Por outro lado, eu eescrevia aquilo e imaginava Selena de quatro sobre uma cama de motel, seu sexo depiladinho de lábios finos fechadinho com um grelinho meio saliente e, logo acima, aquele brioquinho escuro ainda intocado em meio às suas nádegas durinhas e bronzeadas. Me dava um tesão danado e, quando via, já estava me masturbando, sonhando que era eu quem a comeria por trás pela primeira vez.
Movido pela curiosidade, cheguei a procurar pelas páginas de Selena nas redes sociais. Fiquei navegando ali, vi o tal Ricardo refugador de bundas, um cara simpático, loiro, alto, fortão, digno de uma mulher como Selena - digo, aparentemente digno, pois eu sabia de coisas entre os dois que não estavam nas fotos felizes do casal.
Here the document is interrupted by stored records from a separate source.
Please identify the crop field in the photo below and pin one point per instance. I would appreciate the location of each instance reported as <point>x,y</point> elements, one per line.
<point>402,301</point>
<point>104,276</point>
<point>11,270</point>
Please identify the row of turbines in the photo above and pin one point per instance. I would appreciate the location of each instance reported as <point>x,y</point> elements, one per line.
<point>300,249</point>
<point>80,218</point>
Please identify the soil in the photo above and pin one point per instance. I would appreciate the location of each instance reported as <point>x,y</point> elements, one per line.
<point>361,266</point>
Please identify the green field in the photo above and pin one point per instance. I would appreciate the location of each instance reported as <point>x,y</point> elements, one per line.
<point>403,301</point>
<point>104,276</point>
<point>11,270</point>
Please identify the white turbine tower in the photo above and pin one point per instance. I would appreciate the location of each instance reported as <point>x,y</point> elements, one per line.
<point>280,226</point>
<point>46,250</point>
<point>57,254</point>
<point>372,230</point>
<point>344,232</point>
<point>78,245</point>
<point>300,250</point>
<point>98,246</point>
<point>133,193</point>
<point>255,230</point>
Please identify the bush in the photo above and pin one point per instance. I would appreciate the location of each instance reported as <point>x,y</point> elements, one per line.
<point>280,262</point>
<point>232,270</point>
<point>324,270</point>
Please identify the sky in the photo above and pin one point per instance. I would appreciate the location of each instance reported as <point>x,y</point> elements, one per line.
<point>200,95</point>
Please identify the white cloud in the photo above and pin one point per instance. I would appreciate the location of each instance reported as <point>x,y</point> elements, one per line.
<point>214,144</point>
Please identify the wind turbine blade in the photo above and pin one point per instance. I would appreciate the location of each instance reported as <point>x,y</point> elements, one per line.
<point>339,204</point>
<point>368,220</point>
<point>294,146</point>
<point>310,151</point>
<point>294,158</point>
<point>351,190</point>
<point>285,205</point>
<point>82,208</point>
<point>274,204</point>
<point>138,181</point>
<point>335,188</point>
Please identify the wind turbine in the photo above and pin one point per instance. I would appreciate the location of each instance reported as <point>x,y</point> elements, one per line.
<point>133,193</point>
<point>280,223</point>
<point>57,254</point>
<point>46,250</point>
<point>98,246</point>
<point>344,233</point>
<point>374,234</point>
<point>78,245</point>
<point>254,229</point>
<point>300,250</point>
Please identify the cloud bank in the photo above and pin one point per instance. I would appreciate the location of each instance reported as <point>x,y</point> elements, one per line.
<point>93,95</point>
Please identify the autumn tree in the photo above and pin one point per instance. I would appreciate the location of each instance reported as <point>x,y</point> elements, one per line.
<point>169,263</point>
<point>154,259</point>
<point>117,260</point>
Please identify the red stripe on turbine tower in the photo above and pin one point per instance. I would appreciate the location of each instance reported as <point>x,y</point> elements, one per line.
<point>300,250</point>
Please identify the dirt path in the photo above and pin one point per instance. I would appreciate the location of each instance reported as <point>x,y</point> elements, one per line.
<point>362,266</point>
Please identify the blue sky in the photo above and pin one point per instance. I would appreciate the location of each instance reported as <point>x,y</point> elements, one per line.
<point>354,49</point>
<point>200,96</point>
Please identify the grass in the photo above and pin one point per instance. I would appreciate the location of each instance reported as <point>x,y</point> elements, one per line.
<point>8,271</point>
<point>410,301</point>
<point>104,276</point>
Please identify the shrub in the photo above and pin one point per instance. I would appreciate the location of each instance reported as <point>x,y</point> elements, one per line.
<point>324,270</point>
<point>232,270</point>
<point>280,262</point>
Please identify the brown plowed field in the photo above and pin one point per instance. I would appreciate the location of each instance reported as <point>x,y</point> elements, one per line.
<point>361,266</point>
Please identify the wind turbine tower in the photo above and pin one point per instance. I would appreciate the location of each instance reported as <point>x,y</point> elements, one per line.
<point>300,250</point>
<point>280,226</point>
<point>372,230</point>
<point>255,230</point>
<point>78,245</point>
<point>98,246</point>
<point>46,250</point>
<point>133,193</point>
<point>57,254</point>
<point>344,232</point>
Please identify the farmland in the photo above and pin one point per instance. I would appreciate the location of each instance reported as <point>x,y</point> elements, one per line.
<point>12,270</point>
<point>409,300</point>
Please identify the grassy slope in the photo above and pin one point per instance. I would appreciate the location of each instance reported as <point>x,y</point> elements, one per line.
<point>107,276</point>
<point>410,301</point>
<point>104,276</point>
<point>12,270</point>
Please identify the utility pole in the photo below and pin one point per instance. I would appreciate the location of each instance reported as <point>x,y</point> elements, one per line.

As noites seguiam-se uma após a outra e, sempre que eu não conseguia dormir, revisava outra vez a história, para depois sentir tesão, para então voltar às redes sociais de Selena e ficar admirando suas fotos. Até elegi duas delas como sendo minhas prediletas.
Selena na praia, biquine tapando bem pouco daquele corpão bronzeado, seu sorriso branco estampado no rosto, seus peitos medianos empinadinhos quase expostos e aquele pequeno triângulo de tecido impedindo a visão do seu sexo - mas que revelava sua suculência do volumezinho entre as pernas e a marca de uma fenda no meio.
Selena de pijama cor-de-rosa, um tecido leve e soltinho de algodão permitindo entrever as aréolas pequenas e escuras dos seios com os biquinhos empinados, enquanto um triângulo negro marcado no short delineava seus pelinhos pubianos - a safada estava sem roupa interior e isso era visível, mas mesmo assim Selena postou aquela foto quase erótica.
Eu estava prestes a iniciar uma sessão de prazer solitário quando percebi que Selena virou uma obsessão. A morena bem mais jovem preenchia minhas noites, mas tornara-se algo compulsivo. Eu nem escrevia outras histórias e, em qualquer tempinho livre, lá estava eu, procurando suas fotos nas redes. Agora, quem parecia um doido psicótico era eu!
Decidi por bem colocar um fim, eu havia chegado ao limite, pra mim já bastava de Selena e sua bundinha! Deletei a história e apaguei o e-mail que deu origem a tudo aquilo, limpei o histórico das redes sociais e fui dormir, tranquilo por haver acabado com tudo.